Après des années fastes dans Ramdam et Providence, le comédien d'origine sherbrookoise Hugo Dubé s'est fait plus discret depuis cinq ans, mais n'a pas chômé pour autant. En attendant de la voir apparaître comme chef de police dans la série Le cheval-serpent, on peut le croiser comme conférencier, en train de vanter les mérites et les bénéfices de la créativité.

Hugo Dubé propage le virus de la créativité

Pendant dix ans, Hugo Dubé a été très présent dans notre petit écran. Surtout dans la peau de Claude L'Espérance, le père de famille de Ramdam, quotidienne de Télé-Québec qui a connu sept saisons et 785 épisodes, de 2001 à 2008. Parallèlement, le Sherbrookois d'origine a aussi tenu le rôle de Bertrand Lavoie dans Providence, téléroman de Chantal Cadieux à l'antenne de Radio-Canada de 2005 à 2011. A suivi une sabbatique... qui a finalement été plus longue que prévu, le comédien n'arrivant pas à décrocher de nouveaux rôles. Résultat : son métier de conférencier, qu'il avait déjà amorcé il y a presque 20 ans, a pris beaucoup plus de place, le menant aujourd'hui à un livre sur la créativité.
« Être oublié, c'est la peur de tout travailleur autonome, mais je crois aussi à l'importance de se retirer pour se ressourcer. J'ai déjà entendu dire que Jean-Paul Riopelle pouvait passer une année entière à ne pas peindre. Il sentait le besoin de prendre ses distances, de laisser les choses retomber. Après Providence, j'ai donc débranché moi aussi, mais je ne pensais pas que ce serait si long. Bien des projets sont partis après, mais j'ai eu l'impression d'avoir raté le train », raconte celui qui a quand même obtenu, en 2014, le rôle de Claudio dans Série noire, qu'il a repris en 2016.
« Travailler dans un téléroman (par rapport au cinéma, par exemple) permet d'expérimenter et d'aller plus loin en création. On n'a pas besoin de tout réexpliquer chaque fois que l'on revient sur le plateau. J'aimais beaucoup le rituel de découvrir les textes de Chantal Cadieux, dont je trouvais l'écriture fabuleuse.

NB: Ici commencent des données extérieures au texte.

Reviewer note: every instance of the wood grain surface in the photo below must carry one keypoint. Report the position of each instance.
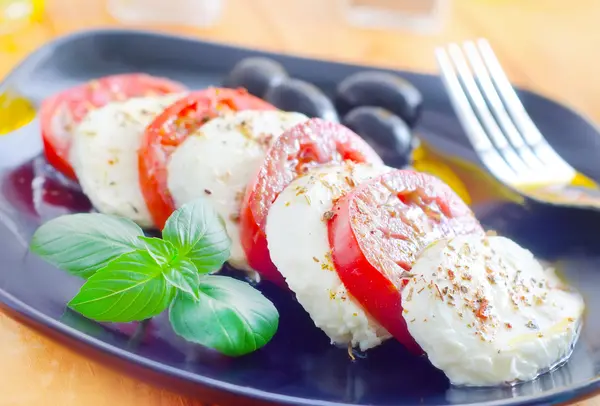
(550, 46)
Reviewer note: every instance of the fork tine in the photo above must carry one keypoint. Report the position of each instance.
(475, 133)
(485, 82)
(480, 105)
(523, 122)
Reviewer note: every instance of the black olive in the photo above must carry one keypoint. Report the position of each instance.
(302, 97)
(380, 89)
(387, 133)
(256, 74)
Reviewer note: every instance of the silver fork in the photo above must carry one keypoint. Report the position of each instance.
(501, 132)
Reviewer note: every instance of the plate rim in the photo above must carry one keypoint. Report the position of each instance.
(9, 302)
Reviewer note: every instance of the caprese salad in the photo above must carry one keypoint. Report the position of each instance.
(370, 251)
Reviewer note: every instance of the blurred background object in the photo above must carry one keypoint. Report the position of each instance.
(15, 14)
(423, 16)
(195, 13)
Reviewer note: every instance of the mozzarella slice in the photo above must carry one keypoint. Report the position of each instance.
(219, 160)
(486, 312)
(104, 155)
(298, 243)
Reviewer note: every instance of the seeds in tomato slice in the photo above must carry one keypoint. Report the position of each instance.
(302, 147)
(168, 131)
(378, 230)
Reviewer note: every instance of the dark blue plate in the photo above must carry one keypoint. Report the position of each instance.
(299, 366)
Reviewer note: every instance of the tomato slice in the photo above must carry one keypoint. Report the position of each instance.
(377, 231)
(59, 114)
(170, 128)
(306, 145)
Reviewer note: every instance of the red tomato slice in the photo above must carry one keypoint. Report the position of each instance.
(170, 128)
(60, 113)
(306, 145)
(379, 228)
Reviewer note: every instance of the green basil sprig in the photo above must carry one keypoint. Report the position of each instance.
(131, 277)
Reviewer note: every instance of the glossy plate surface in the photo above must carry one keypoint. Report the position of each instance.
(298, 366)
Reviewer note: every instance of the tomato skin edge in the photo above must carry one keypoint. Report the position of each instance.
(50, 144)
(162, 137)
(364, 280)
(333, 139)
(254, 243)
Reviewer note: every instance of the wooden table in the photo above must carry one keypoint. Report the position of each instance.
(550, 46)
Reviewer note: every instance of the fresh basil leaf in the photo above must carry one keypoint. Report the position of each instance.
(82, 243)
(231, 316)
(183, 275)
(162, 251)
(129, 288)
(200, 235)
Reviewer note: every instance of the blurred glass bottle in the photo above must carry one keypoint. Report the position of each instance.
(422, 16)
(16, 17)
(16, 14)
(194, 13)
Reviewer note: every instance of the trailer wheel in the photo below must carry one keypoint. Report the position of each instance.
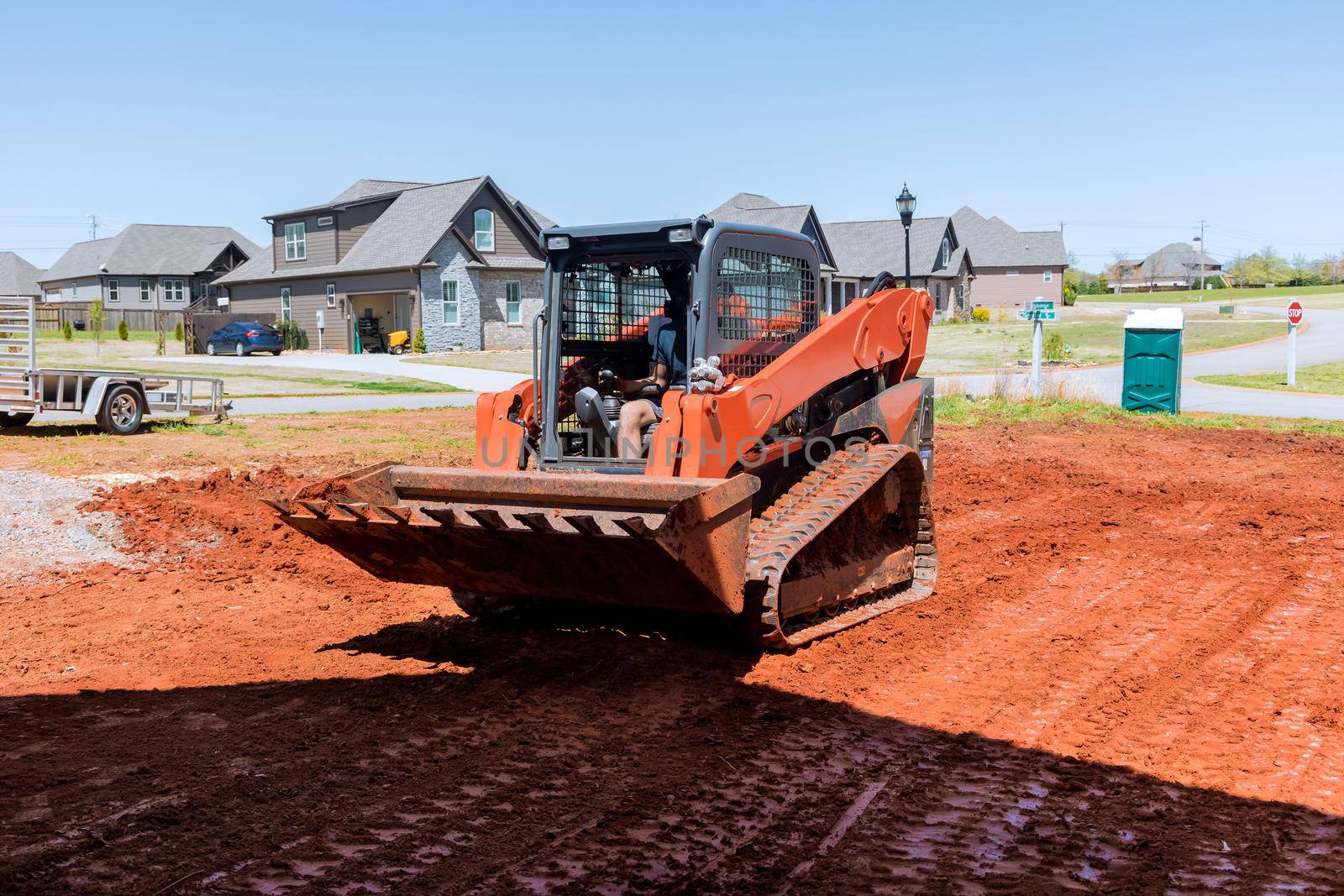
(13, 419)
(121, 411)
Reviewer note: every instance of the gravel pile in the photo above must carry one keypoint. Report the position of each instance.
(40, 524)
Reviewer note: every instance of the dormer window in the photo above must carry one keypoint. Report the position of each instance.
(486, 230)
(296, 242)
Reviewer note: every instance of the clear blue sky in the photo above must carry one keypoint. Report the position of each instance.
(1129, 123)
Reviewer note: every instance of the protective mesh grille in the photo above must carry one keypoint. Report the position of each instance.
(598, 305)
(765, 302)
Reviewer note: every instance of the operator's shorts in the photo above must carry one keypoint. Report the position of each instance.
(658, 407)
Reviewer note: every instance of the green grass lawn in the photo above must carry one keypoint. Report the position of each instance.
(958, 410)
(1327, 379)
(961, 348)
(512, 362)
(1225, 296)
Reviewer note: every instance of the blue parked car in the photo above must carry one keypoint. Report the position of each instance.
(244, 338)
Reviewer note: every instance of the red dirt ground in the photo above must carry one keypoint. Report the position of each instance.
(1131, 679)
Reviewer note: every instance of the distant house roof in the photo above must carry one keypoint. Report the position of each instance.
(869, 248)
(150, 249)
(18, 277)
(754, 208)
(402, 237)
(995, 244)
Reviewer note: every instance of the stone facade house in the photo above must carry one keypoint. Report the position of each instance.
(1173, 266)
(1012, 266)
(147, 268)
(938, 262)
(460, 259)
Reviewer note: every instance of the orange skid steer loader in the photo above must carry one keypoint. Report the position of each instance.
(784, 484)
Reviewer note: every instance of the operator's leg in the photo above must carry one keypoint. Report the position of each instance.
(635, 417)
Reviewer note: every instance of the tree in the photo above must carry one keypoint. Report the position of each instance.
(96, 322)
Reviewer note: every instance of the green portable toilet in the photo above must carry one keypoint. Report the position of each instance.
(1153, 340)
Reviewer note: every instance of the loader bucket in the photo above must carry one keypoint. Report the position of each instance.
(633, 540)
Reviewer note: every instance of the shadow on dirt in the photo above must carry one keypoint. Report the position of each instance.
(586, 761)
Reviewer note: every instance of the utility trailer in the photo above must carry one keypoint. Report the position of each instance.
(118, 401)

La fin de Providence et de Ramdam a donc été un gros deuil pour moi, même si ça fait partie de mon métier. »
Voyant son congé se prolonger, Hugo Dubé en a profité pour voyager, « bouffer » des livres, s'adonner à sa passion pour le tennis... et se mettre à réfléchir sur les conférences pour adolescents qu'il avait déjà commencé à donner. « Je me suis demandé comment je pourrais aller plus loin là-dedans, en pensant aux sujets que je voudrais aborder. »
Outil post-conférence
Vient donc de paraître La créativité a quatre lettres : vous, aux éditions Un monde différent.
« On pourrait dire que c'est la suite de ma conférence Osez la bonne idée : tout peut s'enclencher. Les gens me disaient, après la conférence, qu'ils auraient aimé avoir un outil, un document pour continuer de réfléchir », rapporte le comédien, qui trouvait d'autant plus pertinente la publication d'un livre sur la créativité avec les perspectives d'avenir en Occident.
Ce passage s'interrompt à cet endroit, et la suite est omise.